De mate waarin de kinderen worden ingezet om M te beschadigen zijn strafbaar, of althans, daarvan wil ik uitgaan. Bewijzen is alleen verdomd moeilijk.

De kinderen wordt doorlopend, dag in, dag uit, duidelijk gemaakt dat hun vader zich misschien wel verbeeldt een vrouw te zijn, maar dat dit uiteraard volslagen belachelijk is. Met vaderdag geef je cadeautjes. Verplicht. Immmers, híj is je váder! Daar komt elk presentje dat je een mán geeft voor in aanmerking. Iets (gender?)neutraals is onmogelijk, stel je voor dat ‘hij’ bevestigt wordt in ‘zijn waan’, laat staan iets een vrouwelijk georienteerd geschenkje.

Winkelen is pijnlijk. Van een afstand wordt M luidkeels geroepen met PAPPA. Mensen kijken. Hm? Een vrouw? Nee joh!? Da’s dus een kerel in een jurk…

Hoe beschadig je effectief mensen? Hoe verneder je ze ten diepste? Hoe laag is het om daarvoor willens en wetens je kinderen te misbruiken?

Recent was ik weer aan de beurt. De details doen er niet zo toe, maar B en C werd – zwart op wit – woorden en meningen in de mond gelegd die niet de hunne zijn en die ze niet hebben uitgesproken. Het doel mag inmiddels duidelijk zijn, maar de vernedering heeft me opnieuw diep gegriefd.

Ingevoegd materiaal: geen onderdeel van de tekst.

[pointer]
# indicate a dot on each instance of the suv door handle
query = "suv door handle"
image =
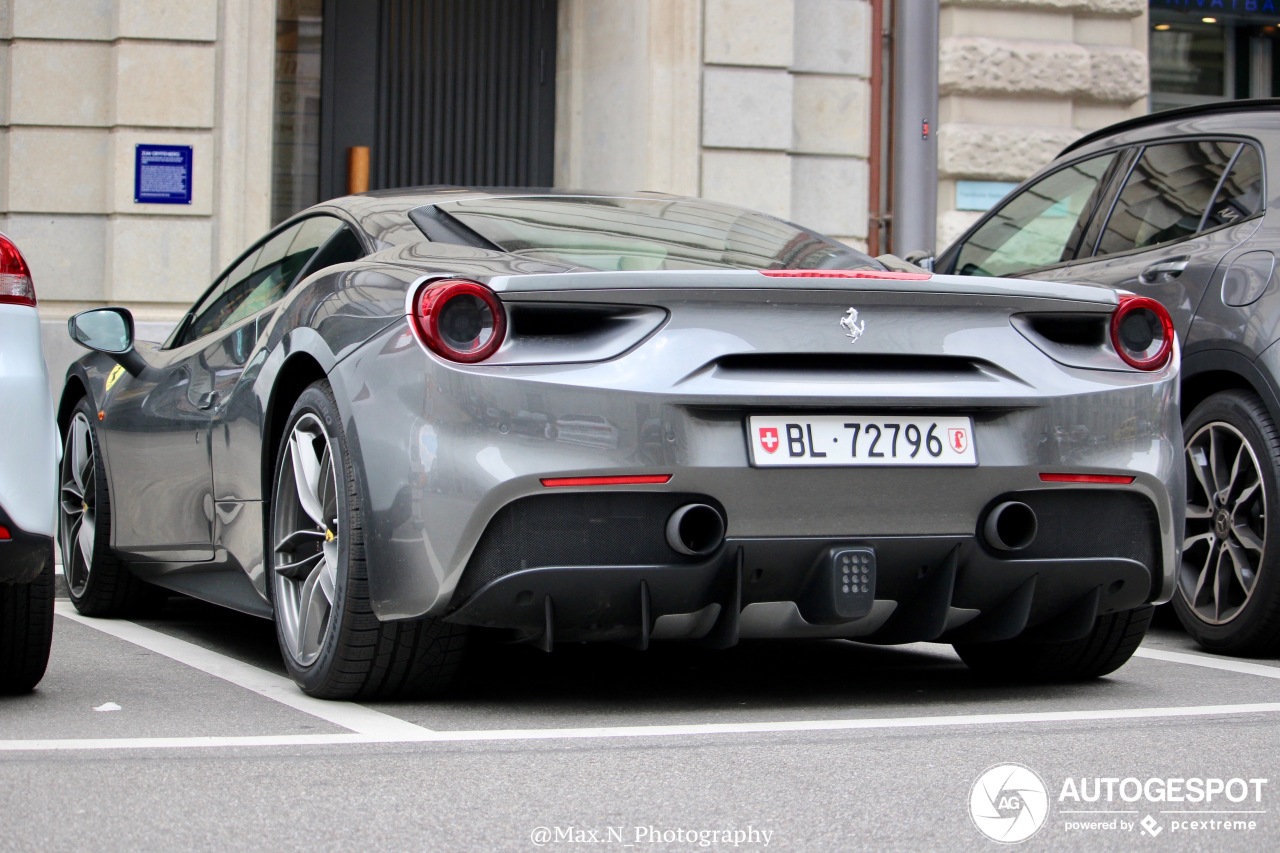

Voor mij geldt meer nog dan voor M dat ik geen mond heb. Ik ben niemand, ik ben niets. Familierecht kent geen nieuwe partners. De rechter wil niet eens weten dat ik besta. Grieven van mijn kant zijn in geen enkel opzicht relevant. Niet dat M’s grieven er veel toe doen hoor.

Je mag me er op deze en volgende teksten aanspreken. Ik wil desgewenst het gesprek met je aangaan en je vragen beantwoorden. Het wordt tijd dat meer mensen  Het Geval gaan herkennen, want geloof me, het komt angstig veel voor en wordt door zorgverleners niet voldoende (h)erkend.

Waarom schrijf ik dit…

Wel, vroeg of laat bereikt deze tekst de persoon die ik Het Geval noem. Die weet dan dat het al door heel wat mensen is gelezen. Mijn hoop is dat ze boos wordt. Wat kan zij doen? Maatregelen zoals in het verleden en M de omgang met de kinderen opnieuw ontzeggen? Dat gaat niet meer lukken. Daarvoor hebben betrokken instanties voldoende beeld van dat Geval.

Dus zal Het Geval mij moeten aanpakken. In rechte. En dat is nu precies waar ik op hoop. Dát zal mij een stem geven en geloof me, die zal ik gebruiken.

Tot nu toe moet M, mijn lieve vrouw, de strijd in haar eentje voeren. Ik kan haar proberen te troosten, met haar meehuilen, maar ik heb geen stem. Ik ben er niet. Dát moet ik veranderen.

Alle beschreven personen en gebeurtenissen zijn fictief. Elke overeenkomst met bestaande personen of gebeurtenissen berust op louter toeval.